As an example, Thomsen et al^Citation38 examined the risk of acute pancreatitis in patients treated with incretin-based drugs. Incretin-based therapies are oral antihyperglycemic drugs used for type 2 diabetes. They exert their effect by augmenting glucose-stimulated insulin secretion from the pancreas, and this stimulation of the pancreas may increase the risk of acute pancreatitis. Because the underlying diabetes and associated risk factors are also associated with acute pancreatitis, the authors suspected that previous findings of an elevated risk could at least partly be due to incomplete control of confounding. Therefore, they examined the risk of acute pancreatitis in diabetic patients using incretin-based therapies compared to the risk in users of other antihyperglycemic therapies (the active comparator). The adjusted odds ratio of acute pancreatitis in incretin-based therapy compared with other antihyperglycemic therapies while adjusting for diabetes duration and complications was 0.97 (95% CI, 0.76–1.23), suggesting that the use of incretin-based drugs does not increase the risk of acute pancreatitis.^Citation38

Pseudorandomization

Under certain conditions, the research question allows us to use a design that mimics randomization.
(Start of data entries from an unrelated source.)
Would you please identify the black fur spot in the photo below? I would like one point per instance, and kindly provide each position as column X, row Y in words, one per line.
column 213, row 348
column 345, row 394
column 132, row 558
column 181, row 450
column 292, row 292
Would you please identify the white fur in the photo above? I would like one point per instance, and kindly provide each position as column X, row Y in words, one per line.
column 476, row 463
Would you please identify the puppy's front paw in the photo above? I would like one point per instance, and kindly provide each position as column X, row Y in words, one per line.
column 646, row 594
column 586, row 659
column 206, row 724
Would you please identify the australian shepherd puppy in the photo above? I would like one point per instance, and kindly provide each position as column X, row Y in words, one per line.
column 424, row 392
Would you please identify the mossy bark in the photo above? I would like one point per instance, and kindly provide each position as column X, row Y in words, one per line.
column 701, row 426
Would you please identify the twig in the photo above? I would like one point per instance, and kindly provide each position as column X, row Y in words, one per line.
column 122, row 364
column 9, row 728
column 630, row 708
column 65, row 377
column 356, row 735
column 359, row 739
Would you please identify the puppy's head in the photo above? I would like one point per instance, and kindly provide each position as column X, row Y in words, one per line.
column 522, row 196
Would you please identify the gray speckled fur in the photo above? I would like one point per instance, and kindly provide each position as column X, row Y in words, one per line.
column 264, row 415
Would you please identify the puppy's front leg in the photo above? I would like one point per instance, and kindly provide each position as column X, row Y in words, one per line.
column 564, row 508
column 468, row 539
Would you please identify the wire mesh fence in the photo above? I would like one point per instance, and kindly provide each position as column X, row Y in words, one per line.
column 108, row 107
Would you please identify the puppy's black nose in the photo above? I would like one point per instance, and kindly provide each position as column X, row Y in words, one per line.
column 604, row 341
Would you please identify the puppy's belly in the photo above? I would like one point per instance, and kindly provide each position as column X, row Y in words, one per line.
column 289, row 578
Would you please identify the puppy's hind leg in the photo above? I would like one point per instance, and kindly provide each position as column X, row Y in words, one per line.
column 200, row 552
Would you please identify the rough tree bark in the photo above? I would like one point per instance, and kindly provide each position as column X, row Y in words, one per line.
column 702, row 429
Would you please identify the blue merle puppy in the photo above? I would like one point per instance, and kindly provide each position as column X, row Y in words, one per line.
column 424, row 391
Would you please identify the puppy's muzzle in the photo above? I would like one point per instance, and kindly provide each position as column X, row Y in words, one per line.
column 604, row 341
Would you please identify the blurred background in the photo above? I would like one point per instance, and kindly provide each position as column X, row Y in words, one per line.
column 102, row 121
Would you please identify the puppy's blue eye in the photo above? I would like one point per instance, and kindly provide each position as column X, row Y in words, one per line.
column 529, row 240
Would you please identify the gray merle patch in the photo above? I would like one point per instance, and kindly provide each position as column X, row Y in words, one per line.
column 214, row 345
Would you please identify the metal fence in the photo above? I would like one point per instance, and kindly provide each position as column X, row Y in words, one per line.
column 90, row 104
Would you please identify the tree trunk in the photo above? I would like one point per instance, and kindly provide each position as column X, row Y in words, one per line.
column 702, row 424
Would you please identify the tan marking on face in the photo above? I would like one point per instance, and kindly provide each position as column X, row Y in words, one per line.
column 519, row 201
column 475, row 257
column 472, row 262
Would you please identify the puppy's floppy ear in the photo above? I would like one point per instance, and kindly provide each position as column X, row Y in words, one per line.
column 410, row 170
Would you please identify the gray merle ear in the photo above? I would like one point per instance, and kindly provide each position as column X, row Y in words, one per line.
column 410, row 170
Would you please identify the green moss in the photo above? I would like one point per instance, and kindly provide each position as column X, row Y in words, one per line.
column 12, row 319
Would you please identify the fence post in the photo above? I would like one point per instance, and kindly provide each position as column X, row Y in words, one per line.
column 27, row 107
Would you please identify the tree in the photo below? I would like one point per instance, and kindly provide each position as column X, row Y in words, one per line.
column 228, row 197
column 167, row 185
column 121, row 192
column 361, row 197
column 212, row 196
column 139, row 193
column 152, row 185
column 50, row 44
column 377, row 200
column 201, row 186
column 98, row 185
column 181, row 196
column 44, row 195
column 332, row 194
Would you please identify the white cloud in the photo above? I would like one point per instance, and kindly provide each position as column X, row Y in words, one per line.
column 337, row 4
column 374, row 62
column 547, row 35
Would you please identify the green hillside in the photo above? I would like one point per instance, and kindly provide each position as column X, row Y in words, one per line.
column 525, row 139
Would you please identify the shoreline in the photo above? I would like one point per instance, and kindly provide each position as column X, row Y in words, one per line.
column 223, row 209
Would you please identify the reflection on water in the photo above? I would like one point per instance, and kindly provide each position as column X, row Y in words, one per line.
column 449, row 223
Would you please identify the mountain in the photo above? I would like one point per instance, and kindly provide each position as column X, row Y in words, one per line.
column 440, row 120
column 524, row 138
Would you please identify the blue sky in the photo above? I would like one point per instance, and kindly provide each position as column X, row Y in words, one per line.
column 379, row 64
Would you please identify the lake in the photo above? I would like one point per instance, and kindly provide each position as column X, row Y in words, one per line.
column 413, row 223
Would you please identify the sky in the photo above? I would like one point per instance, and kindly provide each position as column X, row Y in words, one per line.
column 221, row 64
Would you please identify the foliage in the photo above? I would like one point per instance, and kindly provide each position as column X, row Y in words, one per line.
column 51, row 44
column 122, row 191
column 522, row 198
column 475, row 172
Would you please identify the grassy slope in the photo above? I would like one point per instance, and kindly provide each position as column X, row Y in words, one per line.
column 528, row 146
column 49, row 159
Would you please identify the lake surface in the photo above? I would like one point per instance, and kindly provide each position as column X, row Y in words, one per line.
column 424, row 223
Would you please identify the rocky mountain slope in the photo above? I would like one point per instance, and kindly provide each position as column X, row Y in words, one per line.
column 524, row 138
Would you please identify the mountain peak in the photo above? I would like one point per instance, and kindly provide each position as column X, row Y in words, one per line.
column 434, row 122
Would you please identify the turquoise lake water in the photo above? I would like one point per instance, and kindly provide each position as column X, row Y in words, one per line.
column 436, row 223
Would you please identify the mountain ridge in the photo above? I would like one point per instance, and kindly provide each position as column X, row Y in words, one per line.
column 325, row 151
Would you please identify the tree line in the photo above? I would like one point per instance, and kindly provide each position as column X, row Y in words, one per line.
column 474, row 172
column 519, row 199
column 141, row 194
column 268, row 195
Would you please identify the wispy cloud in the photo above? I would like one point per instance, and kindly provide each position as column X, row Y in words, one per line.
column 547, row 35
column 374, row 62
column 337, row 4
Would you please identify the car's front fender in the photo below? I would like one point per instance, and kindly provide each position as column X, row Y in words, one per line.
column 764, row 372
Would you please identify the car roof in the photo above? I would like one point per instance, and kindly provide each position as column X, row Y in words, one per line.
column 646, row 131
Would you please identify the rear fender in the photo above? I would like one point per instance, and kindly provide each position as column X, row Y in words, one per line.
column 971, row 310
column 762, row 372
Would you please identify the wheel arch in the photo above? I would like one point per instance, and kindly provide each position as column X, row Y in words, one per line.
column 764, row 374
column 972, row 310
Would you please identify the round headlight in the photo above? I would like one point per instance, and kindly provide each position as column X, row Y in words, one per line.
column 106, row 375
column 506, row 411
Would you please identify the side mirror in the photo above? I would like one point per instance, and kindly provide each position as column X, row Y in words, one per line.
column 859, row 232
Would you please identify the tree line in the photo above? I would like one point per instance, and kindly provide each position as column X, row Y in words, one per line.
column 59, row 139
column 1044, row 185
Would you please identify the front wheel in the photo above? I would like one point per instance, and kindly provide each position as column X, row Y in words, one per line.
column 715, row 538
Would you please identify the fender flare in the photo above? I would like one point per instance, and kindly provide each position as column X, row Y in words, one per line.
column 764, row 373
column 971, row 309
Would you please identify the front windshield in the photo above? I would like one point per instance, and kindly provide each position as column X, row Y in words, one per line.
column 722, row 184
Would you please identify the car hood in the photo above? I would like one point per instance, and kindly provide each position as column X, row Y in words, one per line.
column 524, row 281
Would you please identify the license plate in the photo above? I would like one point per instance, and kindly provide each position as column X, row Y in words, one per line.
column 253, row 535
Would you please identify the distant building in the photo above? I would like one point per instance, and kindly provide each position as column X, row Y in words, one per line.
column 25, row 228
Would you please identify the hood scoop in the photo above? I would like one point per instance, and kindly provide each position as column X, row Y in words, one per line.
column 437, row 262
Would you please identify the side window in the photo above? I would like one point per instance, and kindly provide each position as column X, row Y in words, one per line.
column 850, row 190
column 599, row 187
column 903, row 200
Below, we will describe the use of instrumental variables, Mendelian randomization, and regression discontinuity design, which are methods that, in some instances, can be used to control unmeasured confounding.

Instrumental variable

Instrumental variables to control confounding have been used in econometrics for decades but may also be useful in epidemiological studies to control confounding.^Citation39 An instrumental variable is a factor that is associated with the exposure of interest (often a determinant of the exposure of interest), so that if we categorize the study population by different levels of the instrumental variable, then these categories will have different levels of the exposure of interest. However, a major condition is that the instrumental variable must not be directly associated with the outcome or be indirectly associated with the outcome through other variables than the exposure of interest.^{Citation39,Citation40} If these requirements are met and the risk of the study outcome varies between groups with different levels of the instrumental variable, then this variation can only be explained either by the difference in levels of the exposure of interest between groups or by chance. Since the instrumental variable is not related to the outcome, except through the exposure, even unknown confounding is removed, as is the case under randomization.^Citation40 In randomized trials, random treatment assignment is the instrumental variable in the intention-to-treat analysis.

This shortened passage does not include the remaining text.